Is Your Organization Losing Steam?
November 11, 2009
In the toil of everyday working and just staying abreast with the needs of a business, it is easy to lose track of the constantly evolving organism that an organization is. If you don’t stop to check what state your organization is in and where it is headed, the shape it takes on it’s own might surprise you, to say the least. Here are some thoughts for you to chew on.
First, some clear signs that your organization has lost it.
1. Lunch breaks keep getting longer, 5 minutes at a day.
2. Your company is in a race to make YouTube the most popular website with employees viewing and sharing links everywhere.
3. Your organization drifts from one idea to another instead of finding it’s small niche.
4. Team meetings are infrequent and anything but invigorating. All conversations end in a either a ‘yes’ or a ‘no.’
5. Keeping up with current affairs has become an activity in reading Page 3 news.
6. Performance appraisal is an almost alien term, or worse, there is no performance to appraise.
Here’s a clear test – Mission Statement – Who knows it?
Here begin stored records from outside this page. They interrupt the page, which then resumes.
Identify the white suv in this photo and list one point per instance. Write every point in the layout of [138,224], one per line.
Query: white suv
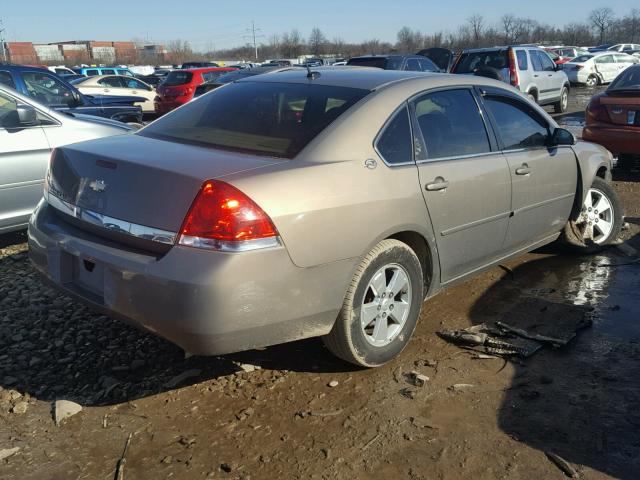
[528,68]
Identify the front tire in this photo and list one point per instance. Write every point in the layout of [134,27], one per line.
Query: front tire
[561,105]
[598,222]
[381,307]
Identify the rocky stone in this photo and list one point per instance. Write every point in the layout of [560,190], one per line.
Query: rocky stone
[20,408]
[8,452]
[64,409]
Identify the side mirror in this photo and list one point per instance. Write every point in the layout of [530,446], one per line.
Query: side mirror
[560,136]
[27,116]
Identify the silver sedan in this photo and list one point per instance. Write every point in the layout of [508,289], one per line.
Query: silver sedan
[28,133]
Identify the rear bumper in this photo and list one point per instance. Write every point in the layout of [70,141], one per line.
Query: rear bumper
[208,303]
[615,138]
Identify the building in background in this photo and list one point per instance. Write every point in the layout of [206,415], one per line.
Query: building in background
[76,52]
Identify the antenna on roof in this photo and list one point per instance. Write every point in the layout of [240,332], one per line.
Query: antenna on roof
[311,75]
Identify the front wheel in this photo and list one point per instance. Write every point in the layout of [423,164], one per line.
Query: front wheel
[598,222]
[381,307]
[561,105]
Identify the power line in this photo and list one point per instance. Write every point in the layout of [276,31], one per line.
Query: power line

Ask your team in the next meeting whether they know what the mission of the organization is, they don’t have to spell it out verbatim; look for signs where people feel it is absurd and irrelevant for you to ask such a question. If everyone answers satisfactorily – congratulations, people are in sync what the organization wishes to achieve. If not, well, it’s time you either re-think your mission (Is it too abstract? Something straight out of a book?), or get down to finding out why your people are not motivated by it. What does an organization do when it doesn’t know what it does?
OK, it’s broken! What now? Take your client’s help.
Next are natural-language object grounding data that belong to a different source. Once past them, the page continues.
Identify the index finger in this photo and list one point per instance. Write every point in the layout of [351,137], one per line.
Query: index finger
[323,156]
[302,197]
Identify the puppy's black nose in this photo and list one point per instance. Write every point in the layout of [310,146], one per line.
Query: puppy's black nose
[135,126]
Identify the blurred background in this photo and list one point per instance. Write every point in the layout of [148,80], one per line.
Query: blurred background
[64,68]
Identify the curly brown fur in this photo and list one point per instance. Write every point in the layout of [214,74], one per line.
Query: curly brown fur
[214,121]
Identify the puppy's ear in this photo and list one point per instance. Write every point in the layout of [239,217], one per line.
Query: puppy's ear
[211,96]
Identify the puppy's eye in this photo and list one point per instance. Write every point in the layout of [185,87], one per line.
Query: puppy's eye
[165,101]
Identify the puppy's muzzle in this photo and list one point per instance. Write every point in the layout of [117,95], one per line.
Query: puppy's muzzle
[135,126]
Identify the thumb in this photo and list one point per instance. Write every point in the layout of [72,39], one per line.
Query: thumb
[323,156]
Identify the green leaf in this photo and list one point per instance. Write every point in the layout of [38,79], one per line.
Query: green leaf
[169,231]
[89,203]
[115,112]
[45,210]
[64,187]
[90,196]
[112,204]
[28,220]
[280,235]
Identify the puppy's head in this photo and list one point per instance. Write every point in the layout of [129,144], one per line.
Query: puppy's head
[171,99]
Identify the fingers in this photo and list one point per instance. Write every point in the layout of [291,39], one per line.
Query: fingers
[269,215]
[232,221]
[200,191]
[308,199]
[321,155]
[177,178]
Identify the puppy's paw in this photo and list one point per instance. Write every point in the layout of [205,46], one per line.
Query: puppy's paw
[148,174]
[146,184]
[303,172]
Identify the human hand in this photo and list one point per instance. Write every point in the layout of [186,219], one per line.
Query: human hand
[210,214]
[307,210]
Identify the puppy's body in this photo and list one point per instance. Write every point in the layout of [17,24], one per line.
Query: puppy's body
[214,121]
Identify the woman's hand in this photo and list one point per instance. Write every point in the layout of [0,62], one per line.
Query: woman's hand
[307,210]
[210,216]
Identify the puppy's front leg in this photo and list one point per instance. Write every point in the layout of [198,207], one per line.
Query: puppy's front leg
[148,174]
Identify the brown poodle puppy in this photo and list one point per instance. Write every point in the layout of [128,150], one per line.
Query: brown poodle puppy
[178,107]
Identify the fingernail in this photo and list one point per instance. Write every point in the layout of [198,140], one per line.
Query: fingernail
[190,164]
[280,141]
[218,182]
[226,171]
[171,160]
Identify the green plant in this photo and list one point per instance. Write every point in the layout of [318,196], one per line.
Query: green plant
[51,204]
Setup an online feedback form and request your clients to fill it out for you. Bad feedback never killed anyone, but it does give you the knowledge of what you are doing wrong. Form questions that help you understand the gap in promised service to actual delivery, like:
1. Is there a gap in the service we promised to the one that is now being delivered? If yes, please elaborate.
2. If you could change three things at
3. Is the representative appointed by our organization knowledgeable and enthusiastic about the work they do at
Avoid questions that might induce bias or negative action – for example if you know that things have not been going too well off late, it would be stupid to ask a question like “Would you recommend us?” The purpose is to get feedback that you can use to improve the level of service and find out hidden gremlins in operations, a copy-paste job will only serve to make things worse.
Lastly, and most importantly, involve the people.
A majority of organizational problems both begin and end with people. If people do not volunteer information, have a round of team building activities in order to set the tone for it. The information gathered from client feedback can be discussed as a team and further used to make an action plan with timelines.
If people seem to be losing steam and you sense a growing disinterest amongst them, conduct an engagement survey with targeted questions to find out what precisely is not working for them.